With three fourths of emerging infectious diseases being of zoonotic origin, understanding the dynamics of vector and disease spread in human and animal populations can be accomplished only by a One Health approach that leverages multiple disciplines. Remote sensing data provide real-time information about the dynamic processes of the surrounding ecosystem and air-pollution trends, as well as helping track and forecast vector-borne disease outbreaks1,2,3,4,5. During the COVID-19 pandemic, NASA has contributed research expertise and solicitations for the use of satellite data. Moreover, the Group on Earth Observations and the United Nations Office for Outer Space Affairs coordinated and connected global scientific networks working on integrating satellite data with ground-based public-health surveillance records.

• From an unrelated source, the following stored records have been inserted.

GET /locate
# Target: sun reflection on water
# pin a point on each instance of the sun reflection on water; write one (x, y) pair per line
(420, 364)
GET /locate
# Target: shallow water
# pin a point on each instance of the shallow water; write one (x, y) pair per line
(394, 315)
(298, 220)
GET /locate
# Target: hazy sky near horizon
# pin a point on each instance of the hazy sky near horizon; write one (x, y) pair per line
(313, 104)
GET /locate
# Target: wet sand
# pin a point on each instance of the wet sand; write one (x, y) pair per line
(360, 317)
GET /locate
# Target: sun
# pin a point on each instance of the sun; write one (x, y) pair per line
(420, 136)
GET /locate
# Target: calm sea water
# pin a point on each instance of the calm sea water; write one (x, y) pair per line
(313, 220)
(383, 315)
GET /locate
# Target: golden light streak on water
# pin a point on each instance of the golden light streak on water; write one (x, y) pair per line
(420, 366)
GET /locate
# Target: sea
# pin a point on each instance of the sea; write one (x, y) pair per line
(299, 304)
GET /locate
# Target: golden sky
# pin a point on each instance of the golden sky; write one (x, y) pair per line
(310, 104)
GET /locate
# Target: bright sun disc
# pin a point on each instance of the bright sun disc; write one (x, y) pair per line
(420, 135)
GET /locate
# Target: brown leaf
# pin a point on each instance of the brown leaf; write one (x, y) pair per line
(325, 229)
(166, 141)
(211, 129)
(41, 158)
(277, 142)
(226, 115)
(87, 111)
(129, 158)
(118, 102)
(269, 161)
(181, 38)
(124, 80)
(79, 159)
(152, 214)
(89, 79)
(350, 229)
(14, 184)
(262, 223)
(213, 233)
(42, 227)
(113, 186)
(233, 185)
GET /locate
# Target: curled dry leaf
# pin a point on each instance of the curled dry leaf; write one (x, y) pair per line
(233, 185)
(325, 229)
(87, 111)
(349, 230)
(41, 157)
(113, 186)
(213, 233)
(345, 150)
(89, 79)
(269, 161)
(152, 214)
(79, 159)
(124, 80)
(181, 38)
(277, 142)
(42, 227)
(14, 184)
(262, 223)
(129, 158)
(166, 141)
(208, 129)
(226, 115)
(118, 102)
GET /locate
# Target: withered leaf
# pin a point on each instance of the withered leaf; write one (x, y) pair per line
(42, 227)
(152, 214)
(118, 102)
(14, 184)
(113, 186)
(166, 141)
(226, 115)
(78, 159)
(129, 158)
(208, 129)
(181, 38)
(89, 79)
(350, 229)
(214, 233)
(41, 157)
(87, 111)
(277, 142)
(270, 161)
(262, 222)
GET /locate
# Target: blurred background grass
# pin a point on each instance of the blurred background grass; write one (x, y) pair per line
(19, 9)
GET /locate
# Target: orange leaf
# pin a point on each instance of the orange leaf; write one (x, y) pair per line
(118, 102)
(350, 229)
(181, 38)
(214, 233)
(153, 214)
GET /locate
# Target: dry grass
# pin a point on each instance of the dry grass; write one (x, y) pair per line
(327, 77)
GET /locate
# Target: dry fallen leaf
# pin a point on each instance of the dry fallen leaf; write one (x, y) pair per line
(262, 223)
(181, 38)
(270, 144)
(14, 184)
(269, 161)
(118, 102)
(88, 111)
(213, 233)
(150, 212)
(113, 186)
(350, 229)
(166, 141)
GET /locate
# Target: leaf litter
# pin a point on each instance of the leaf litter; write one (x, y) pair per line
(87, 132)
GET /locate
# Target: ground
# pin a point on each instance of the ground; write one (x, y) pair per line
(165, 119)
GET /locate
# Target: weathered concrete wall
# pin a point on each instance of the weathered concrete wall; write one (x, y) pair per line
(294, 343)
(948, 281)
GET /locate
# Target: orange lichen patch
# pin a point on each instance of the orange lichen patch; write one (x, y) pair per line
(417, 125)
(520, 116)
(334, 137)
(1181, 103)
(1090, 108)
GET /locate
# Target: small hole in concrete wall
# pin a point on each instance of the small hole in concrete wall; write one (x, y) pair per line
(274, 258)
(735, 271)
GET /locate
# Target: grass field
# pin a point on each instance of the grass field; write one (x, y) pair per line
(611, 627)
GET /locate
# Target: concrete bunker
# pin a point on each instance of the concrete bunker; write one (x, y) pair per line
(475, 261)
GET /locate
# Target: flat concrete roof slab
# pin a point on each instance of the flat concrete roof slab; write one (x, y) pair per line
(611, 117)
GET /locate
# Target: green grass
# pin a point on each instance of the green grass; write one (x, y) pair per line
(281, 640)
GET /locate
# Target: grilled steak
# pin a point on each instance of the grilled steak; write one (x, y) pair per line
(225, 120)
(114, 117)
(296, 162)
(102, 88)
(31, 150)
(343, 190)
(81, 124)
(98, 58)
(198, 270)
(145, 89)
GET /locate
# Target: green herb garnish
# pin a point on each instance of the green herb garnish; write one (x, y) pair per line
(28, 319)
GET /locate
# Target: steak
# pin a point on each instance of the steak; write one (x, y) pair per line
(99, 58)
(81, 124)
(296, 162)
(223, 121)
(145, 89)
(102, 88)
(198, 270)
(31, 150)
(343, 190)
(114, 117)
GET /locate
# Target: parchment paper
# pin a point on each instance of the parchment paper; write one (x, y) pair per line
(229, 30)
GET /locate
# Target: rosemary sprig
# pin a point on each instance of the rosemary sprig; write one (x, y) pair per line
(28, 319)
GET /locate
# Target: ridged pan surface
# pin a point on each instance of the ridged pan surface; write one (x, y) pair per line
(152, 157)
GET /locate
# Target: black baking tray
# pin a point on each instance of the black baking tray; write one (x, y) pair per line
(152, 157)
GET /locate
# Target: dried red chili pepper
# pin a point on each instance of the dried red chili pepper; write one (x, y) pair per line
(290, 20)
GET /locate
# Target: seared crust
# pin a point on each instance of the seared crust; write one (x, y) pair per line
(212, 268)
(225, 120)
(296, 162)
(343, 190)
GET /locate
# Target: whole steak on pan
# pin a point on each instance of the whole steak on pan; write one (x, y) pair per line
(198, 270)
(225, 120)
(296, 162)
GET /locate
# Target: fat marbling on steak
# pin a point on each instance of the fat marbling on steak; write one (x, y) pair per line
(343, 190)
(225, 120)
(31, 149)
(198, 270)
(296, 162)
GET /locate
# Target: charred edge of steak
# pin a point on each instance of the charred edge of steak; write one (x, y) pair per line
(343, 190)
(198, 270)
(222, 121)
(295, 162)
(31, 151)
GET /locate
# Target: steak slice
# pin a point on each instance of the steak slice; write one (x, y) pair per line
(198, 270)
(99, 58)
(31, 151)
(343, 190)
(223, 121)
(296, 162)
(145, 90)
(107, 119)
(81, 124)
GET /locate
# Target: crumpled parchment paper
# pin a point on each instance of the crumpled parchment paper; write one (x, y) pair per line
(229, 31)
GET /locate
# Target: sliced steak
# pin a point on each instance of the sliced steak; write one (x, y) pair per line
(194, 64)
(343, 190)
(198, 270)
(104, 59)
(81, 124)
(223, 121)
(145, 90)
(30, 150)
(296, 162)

The pandemic’s increasing death toll, loss of loved ones, social-distancing restrictions and limitations to healthcare access have had a substantial impact on mental health2. The space sector has considerable experience managing astronaut self-isolation and confinement to small spaces for long periods, and thus can contribute substantially to global dialog on managing stressors and self-isolation during pandemics. NASA previously supported Earth-based emergencies, such as providing support to the 2010 efforts to rescue 33 Chilean miners trapped and isolated underground4,5. Similarly, NASA has provided numerous resources and support for managing the effects of isolation during the COVID-19 pandemic2.

Space agencies from around the world signed the International Charter on Space and Major Disasters, which provides free satellite images to support disaster-relief efforts1,2,4. This charter provides satellite images to various organizations and governments (e.g., the United Nations, the Red Cross and Médecins Sans Frontières) to assess the impact of an emergency and to plan relief efforts1,2,4,5. The International Space University report recommended an approach similar to that of the charter, but specifically for pandemics, either through the creation of a separate charter or through modification of the existing charter to cater to the specific needs of pandemics2.

It will undoubtedly be helpful to introduce mechanisms to improve access to space technologies by relevant stakeholders, as this would provide satellite images to assist various aspects of the pandemic, such as physical-distancing measures, and to support medicine and supply-chain issues. Such images would also be useful for pandemic and vaccine planning, such as identifying strategic locations for coordinating vaccine clinics and distribution areas. Better access to space technologies would also serve a crucial role in the continued monitoring and prevention of pandemics through the use of satellite data for modeling infection transmission and assessing various pandemic risk factors, including human and vector activities, and the various roles of the environment, climate and ecology.